Любовные и другие приключения Джиакомо Казановы, кавалера де Сенгальта, венецианца, описанные им самим. Том 2 | страница 11



Сердце моё было занято Редегондой, с которой не могла соперничать слишком молодая Кортичелли. Выйдя от аббата Гамы, я решил сделать ей визит. Но сколь жалкий приём ожидал меня! Она обитала в одной комнате вместе с матерью, дядей и тремя-четырьмя мальчуганами-замарашками, которые оказались её братьями.

— И у вас нет другой комнаты, чтобы принимать друзей? — спросил я.

— А какая в этом нужда? Ведь принимать-то некого.

— Заведите комнату, моя милая, и друзья сразу же найдутся. А сей апартамент превосходен для родственников, но отнюдь не для тех, кто, подобно мне, приходит воздать должное вашим прелестям и талантам.

— Сударь, — обратилась ко мне мать, — таланты моей дочери весьма скромны, а что касается её прелестей, то она и здесь не питает чрезмерных претензий.

— Лишь величайшая скромность заставляет вас говорить подобным образом, синьора, и я сумею оценить это, поскольку ваша дочь весьма мне нравится.

— Вы оказываете ей слишком большую честь. Она всегда будет принимать вас, когда вы удостоите нас своим посещением, но только в этой комнате и ни в каком другом месте.

— Боюсь, синьора, что здесь я буду мешать вам.

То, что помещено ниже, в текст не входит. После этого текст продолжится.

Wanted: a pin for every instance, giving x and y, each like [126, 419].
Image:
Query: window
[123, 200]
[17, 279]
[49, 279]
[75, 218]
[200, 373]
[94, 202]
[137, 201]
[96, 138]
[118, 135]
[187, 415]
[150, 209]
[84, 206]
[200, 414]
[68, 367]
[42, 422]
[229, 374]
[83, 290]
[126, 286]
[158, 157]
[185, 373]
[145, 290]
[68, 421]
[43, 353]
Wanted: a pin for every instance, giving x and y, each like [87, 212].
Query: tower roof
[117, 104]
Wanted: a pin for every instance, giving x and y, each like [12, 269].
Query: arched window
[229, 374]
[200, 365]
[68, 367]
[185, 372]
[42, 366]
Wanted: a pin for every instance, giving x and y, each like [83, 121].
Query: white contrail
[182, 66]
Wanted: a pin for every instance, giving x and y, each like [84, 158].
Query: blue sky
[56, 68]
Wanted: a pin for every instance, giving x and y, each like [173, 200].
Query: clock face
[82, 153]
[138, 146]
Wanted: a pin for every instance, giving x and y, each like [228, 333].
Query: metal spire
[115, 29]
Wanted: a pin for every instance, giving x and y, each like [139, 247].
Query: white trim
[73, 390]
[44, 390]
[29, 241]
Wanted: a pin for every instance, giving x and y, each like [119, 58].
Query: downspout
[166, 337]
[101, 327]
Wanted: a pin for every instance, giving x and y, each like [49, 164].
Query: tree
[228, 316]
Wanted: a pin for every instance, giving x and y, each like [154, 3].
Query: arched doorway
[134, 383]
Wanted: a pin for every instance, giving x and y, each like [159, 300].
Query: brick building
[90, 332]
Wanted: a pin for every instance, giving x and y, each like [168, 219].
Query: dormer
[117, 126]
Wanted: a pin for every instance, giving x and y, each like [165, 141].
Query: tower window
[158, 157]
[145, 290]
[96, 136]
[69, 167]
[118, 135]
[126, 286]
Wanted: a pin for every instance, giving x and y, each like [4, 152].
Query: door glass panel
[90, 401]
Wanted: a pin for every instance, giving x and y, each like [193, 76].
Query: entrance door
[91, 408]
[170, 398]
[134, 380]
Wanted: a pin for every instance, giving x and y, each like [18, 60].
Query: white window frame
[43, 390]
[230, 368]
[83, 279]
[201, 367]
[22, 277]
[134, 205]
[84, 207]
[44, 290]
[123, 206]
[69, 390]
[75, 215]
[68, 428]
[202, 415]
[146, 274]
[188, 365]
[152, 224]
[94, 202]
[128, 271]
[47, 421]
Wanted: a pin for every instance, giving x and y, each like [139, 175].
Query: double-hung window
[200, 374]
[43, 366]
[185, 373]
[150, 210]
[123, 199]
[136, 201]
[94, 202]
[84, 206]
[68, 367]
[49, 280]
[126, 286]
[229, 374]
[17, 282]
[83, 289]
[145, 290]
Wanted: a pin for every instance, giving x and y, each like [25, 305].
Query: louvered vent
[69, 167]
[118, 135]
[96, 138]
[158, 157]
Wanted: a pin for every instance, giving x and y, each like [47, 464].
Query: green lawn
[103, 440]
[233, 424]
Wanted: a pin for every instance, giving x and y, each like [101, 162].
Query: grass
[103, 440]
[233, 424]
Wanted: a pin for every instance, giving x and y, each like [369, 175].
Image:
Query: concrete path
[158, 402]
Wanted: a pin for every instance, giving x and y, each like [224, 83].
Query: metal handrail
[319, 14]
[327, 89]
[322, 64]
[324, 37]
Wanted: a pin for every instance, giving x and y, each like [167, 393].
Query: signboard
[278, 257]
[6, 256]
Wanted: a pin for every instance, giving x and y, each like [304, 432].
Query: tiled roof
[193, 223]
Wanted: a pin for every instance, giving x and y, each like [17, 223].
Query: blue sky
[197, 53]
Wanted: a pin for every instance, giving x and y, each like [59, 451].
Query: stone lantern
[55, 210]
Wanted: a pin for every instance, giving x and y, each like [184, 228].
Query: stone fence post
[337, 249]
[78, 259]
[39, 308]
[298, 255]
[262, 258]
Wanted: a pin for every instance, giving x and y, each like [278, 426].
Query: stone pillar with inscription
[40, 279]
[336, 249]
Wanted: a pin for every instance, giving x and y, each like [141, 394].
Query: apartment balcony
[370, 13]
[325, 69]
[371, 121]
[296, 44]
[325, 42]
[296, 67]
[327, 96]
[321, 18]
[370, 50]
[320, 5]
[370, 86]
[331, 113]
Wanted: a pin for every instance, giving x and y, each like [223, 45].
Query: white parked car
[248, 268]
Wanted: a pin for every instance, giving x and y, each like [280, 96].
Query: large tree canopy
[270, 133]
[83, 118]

— Благородный человек никогда не помеха.

Мне стало стыдно, поскольку ничто так не смущает повесу, как язык целомудрия в устах бедности. Не зная, что отвечать, я поклонился и вышел.

Вечером я отправился в театр и сразу вошёл в уборную Терезы, которую как раз одевала её очаровательная камеристка. “Советую тебе, — сказала Тереза, — пойти к Редегонде. Она должна переодеваться в мужской костюм и, может быть, позволит тебе присутствовать при своём туалете”.

Я так и сделал, но мать её не хотела впускать меня, ссылаясь на то, что девица раздевается. Я обещал ей не смотреть, и под этим условием она усадила меня за стол, на котором было большое зеркало, так что я смог без затруднений рассматривать самые сокровенные прелести Редегонды, особливо когда она надевала панталоны и очень неловко, а может быть, напротив, очень ловко (в зависимости от её намерений) поднимала ноги. Всё увиденное привело меня в такой восторг, что ради обладания ею я согласился бы исполнить любые её желания. Меня бросало в жар от одной мысли, что Редегонда не могла не знать про это предательское зеркало. Наконец она оделась и вышла. Пойдя вослед, я обратился к ней с такими словами:

— Моя милая, я хочу поговорить с вами без обиняков. Вы зажгли мои чувства, и я непременно умру, если вы не согласитесь осчастливить вашего покорного слугу.